Neil DeGrasse Tyson Shows Why Science Can’t Build a Utopia
by Trent Horn
Filed under New Atheists, Science
Atheist astrophysicist Neil deGrasse Tyson recently tweeted, “Earth needs a virtual country: #Rationalia, with a one-line Constitution: All policy shall be based on the weight of evidence.” I did my best in 140 characters to show how this sentiment is the exact of opposite of profound. I said, “@neiltyson ‘Rationalia’ is as useless as ‘Correctistan,’ or a country whose constitution says, 'Always make the correct decisions.'"
Obviously, public policy should rationally consider all the relevant facts and circumstances. But it is naïve to think that all it takes to create a just society is a scientific mindset that “follows the evidence where it leads.”
That’s because the “evidence” we need includes not just facts Dr. Tyson and other scientists can confirm in a laboratory but values that help us interpret those facts and come to correct conclusions. In fact, a tragedy that took place last week perfectly illustrates how we can’t solve every problem with a facile appeal to scientific reasoning.
The Driverless Car Dilemma
Shortly after Dr. Tyson's tweet, Joshua Brown became the first fatality in an accident involving a car using autopilot mode. This won’t spell the end of driverless cars any more than the very first automobile crash kept the horse and buggy in business, but the technology does raise important questions related to ethics and highway safety regulations. For example, a recently published article in the journal Science revealed the attitude of 2,000 people towards this dilemma:
"A driverless car is about to run over ten people, and there is not enough time to for the car to stop. The only the way the car can avoid killing the pedestrians is to swerve into a wall, which will probably kill one or more of the vehicle’s passengers. Should driverless cars be programmed to save as many lives as possible in an accident (utilitarian programming)? Or should they be programmed to do what is necessary to protect their passengers?"

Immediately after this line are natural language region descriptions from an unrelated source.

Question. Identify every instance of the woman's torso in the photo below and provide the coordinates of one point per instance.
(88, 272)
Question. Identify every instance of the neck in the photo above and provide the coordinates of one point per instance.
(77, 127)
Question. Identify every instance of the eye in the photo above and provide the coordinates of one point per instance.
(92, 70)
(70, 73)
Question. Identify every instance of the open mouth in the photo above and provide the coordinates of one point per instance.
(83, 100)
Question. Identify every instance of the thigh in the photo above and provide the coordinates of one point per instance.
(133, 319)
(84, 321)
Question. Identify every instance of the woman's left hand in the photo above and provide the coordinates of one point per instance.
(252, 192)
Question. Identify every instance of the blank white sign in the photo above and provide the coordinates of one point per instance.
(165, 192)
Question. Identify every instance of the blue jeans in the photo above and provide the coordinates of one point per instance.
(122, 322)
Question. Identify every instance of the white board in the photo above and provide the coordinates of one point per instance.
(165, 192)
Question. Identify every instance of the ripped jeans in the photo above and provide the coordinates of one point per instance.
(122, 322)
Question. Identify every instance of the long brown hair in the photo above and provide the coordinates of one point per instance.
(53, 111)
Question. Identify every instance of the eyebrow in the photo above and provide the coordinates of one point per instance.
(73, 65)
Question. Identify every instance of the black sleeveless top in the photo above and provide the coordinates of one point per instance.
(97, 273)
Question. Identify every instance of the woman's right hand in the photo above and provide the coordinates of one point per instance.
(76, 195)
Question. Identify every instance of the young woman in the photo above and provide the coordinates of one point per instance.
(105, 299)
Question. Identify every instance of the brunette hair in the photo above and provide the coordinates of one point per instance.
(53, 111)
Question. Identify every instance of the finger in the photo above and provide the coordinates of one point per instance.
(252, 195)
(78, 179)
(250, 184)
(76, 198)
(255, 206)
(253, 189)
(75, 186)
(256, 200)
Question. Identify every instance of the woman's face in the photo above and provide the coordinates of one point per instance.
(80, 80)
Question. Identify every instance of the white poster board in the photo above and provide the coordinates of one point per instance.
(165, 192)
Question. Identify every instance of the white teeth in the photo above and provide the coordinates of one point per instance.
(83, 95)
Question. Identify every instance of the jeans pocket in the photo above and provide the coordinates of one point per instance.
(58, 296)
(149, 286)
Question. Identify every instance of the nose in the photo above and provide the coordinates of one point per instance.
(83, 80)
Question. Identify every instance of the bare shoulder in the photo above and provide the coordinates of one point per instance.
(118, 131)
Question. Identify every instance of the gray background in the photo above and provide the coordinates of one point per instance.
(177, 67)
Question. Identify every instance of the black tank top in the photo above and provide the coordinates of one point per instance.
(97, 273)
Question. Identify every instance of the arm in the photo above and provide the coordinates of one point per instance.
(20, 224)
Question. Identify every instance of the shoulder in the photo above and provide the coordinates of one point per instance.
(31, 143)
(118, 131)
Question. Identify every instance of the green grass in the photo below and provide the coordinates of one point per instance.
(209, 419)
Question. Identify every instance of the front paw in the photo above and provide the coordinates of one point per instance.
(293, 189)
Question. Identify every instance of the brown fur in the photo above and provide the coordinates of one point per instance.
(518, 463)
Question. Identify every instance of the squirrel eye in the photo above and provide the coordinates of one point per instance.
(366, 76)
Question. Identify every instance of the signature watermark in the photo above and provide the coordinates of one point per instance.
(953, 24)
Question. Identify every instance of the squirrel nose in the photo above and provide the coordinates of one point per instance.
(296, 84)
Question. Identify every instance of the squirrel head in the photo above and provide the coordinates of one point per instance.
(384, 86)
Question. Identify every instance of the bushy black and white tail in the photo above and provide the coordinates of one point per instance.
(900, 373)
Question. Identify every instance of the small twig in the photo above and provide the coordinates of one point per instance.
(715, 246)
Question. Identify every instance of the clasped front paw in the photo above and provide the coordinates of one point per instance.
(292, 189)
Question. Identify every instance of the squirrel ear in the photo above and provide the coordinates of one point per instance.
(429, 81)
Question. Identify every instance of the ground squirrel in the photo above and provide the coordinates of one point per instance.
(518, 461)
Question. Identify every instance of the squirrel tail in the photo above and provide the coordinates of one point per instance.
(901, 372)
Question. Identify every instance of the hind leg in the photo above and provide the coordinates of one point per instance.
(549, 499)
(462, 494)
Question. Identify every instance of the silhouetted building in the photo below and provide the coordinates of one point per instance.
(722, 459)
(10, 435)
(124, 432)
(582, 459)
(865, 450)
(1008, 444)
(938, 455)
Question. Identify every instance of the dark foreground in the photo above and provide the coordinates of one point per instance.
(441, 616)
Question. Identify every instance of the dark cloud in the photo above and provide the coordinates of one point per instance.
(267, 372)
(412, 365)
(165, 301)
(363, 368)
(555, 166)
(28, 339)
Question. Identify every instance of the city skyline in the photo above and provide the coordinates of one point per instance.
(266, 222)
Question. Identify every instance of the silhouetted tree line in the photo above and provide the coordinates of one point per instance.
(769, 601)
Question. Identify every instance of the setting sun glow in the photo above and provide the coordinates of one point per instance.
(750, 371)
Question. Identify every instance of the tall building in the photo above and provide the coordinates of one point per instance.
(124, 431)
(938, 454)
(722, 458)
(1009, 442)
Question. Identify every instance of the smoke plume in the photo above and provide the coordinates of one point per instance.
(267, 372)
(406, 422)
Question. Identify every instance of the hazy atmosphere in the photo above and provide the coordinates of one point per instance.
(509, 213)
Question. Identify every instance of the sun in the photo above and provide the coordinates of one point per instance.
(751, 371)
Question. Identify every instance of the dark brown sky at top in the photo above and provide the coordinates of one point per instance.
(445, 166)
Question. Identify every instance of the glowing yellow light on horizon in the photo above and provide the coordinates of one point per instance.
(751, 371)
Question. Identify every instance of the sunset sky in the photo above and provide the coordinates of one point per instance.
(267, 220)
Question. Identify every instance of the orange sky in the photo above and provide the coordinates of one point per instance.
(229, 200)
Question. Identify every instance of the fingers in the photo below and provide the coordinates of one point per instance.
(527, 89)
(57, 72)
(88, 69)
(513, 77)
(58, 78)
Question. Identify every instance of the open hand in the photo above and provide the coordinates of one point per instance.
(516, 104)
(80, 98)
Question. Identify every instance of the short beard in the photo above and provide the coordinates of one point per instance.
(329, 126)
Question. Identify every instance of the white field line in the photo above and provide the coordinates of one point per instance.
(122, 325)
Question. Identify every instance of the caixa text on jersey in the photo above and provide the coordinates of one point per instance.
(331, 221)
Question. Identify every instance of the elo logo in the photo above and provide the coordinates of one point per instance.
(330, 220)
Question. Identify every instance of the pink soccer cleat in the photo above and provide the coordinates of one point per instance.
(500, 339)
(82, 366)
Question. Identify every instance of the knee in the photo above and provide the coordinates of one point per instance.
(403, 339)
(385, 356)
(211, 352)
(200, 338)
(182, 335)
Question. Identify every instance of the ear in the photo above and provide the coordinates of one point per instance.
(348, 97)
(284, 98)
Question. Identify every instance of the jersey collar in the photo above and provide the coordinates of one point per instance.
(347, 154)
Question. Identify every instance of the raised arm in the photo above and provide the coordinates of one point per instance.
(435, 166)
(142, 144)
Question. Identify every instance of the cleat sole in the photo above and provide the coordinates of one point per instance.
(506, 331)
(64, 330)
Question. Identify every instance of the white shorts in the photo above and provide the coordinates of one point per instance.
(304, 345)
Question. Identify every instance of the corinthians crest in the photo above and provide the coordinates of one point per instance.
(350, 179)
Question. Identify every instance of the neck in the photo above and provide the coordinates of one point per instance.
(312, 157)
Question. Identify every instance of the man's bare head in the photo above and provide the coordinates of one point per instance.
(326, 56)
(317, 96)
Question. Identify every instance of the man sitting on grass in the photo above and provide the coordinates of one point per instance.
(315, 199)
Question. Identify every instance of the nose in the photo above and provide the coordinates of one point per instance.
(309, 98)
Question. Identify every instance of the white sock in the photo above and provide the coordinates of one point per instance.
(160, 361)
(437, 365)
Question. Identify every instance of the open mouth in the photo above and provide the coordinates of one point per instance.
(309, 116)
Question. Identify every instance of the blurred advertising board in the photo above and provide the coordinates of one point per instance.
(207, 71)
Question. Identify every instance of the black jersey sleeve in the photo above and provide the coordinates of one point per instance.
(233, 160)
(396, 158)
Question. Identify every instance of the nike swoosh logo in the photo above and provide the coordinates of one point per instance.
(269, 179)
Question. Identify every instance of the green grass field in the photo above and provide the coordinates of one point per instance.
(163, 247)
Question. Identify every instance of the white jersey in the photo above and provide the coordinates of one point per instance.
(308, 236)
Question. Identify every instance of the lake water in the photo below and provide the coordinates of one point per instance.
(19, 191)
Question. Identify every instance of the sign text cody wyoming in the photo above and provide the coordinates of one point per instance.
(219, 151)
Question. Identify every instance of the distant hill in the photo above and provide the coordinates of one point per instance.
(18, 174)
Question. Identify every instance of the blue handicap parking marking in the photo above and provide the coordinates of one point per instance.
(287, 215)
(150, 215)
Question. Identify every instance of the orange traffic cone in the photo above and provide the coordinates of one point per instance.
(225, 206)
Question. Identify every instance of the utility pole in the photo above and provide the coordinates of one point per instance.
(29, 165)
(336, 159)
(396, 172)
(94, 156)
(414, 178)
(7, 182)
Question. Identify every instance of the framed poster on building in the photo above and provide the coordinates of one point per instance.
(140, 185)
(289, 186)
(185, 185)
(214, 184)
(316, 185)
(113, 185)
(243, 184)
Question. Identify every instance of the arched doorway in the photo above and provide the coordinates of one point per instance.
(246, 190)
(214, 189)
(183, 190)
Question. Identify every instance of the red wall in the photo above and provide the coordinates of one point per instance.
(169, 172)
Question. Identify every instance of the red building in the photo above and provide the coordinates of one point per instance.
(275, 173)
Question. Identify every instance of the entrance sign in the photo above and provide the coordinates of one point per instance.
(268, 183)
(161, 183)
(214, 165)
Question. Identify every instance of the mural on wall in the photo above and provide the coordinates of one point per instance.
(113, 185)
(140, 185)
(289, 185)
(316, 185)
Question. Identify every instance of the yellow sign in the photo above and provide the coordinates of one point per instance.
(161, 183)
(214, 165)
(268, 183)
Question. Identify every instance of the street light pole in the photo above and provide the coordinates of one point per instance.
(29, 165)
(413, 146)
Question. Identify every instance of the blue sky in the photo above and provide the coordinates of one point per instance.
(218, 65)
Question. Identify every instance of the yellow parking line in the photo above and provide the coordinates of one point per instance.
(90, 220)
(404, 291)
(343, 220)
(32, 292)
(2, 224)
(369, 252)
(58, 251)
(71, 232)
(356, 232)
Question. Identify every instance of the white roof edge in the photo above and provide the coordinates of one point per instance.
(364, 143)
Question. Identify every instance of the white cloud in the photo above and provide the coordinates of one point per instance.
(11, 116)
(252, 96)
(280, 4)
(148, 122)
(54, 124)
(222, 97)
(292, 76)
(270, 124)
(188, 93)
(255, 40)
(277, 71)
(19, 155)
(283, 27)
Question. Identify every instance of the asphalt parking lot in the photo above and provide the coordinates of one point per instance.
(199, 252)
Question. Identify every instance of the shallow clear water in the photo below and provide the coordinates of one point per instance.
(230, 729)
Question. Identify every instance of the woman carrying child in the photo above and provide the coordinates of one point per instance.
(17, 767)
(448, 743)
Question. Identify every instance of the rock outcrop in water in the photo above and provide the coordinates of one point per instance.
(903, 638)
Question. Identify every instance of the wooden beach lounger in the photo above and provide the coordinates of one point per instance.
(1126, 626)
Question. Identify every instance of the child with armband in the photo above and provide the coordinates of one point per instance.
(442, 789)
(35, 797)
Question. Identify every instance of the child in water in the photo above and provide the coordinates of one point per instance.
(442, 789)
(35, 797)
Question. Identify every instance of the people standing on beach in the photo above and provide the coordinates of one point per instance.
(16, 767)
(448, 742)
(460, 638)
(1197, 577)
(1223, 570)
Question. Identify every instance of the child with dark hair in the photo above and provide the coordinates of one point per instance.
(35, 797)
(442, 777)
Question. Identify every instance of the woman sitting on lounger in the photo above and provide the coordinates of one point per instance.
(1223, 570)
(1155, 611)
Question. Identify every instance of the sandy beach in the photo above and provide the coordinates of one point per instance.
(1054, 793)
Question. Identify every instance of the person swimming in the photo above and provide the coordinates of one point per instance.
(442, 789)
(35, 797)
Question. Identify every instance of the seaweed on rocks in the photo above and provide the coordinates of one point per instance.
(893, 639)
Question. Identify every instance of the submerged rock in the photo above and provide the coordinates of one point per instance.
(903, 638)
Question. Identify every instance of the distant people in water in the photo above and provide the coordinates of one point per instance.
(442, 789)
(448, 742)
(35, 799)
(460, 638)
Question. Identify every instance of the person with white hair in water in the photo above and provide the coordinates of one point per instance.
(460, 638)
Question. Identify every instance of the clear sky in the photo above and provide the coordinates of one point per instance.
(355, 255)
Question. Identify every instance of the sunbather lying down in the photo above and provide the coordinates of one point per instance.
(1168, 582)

The survey revealed that 76 percent of people believe it is more moral for a driverless car to receive utilitarian programming. In other words, most people think it’s better if a car’s computer sacrificed the vehicle’s passengers in order to save as many lives as possible. But the survey also revealed that 81 percent of respondents would not purchase a driverless car with such programming. Instead, they would prefer a car programmed to protect them and their passengers at all costs.
This brings us back to Dr. Tyson’s suggestion that we follow “the weight of the evidence.” How should Rationalia’s transportation authority deal with the problem of highway fatalities? Should it mandate utilitarian programming in driverless cars in order to achieve the goal of reducing highway fatalities? Or should it allow drivers to choose which programming they want in order to achieve the goal of respecting civil liberties, even if it causes an increase in traffic fatalities?
The “evidence,” or facts and statistical relations, can support both policies, so an appeal to facts alone doesn’t tell us what we ought to do. The “Rationalia” approach won’t resolve dilemmas like this, because ethical disputes tend to be about the values people hold and not just thefacts they observe. This means Rationalia’s anemic constitution cannot resolve societal disputes any more than your GPS unit can resolve a fight your family has over a summer vacation.
In both cases science can give us facts that describe what is, but only philosophical reflection can tell us what we ought to do.
The Myth of Objectivity
In a video, Dr. Tyson explained in more detail why something like Rationalia is necessary. He said, “It is unstable to build a government on a belief system.” [Audience applauds] “What you want is objectively verifiable truths, that we can all agree—that’s what you build your economic system on, your government system.”
What does he mean by “belief system”? In the video Dr. Tyson is clearly referring to religion. He says those kinds of belief systems are unstable, because religious people disagree with one another. Instead, we should build public policy on “objectively verifiable truths,” which are apparently secular in nature. I agree that public policy should not simply mirror what is found in divine revelation (something natural law theorists like St. Thomas Aquinas have known for millennia). But the materialistic, utilitarian thinking that motivates scientists like Dr. Tyson is not exempt from this critique.
Many people, religious and nonreligious, disagree with that belief system. Furthermore, the truth of this value system can’t be “objectively verified” with a scientific instrument. In other words, you can’t build a political philosophy, even one as simple as Rationalia’s, out of something like the periodic table of elements. You need objectively true values or moral facts that can be known only through nonscientific means like intuition or ethical reflection. Since God is pure goodness itself and can be known through reason, we can build equitable societies on moral principles derived from the natural law that compliment the special moral principles we receive from the same source in divine revelation.
There’s nothing wrong with someone like Neil deGrasse Tyson encouraging us to be rational when we debate important social issues. What is objectionable is the claim that because some scientists are successful at solving practical problems we should adopt their personal value systems. We should instead critically examine these value systems and apply nonscientific (but equally valid) philosophical tests to see if they support just societies and affirm the intrinsic dignity of the human person.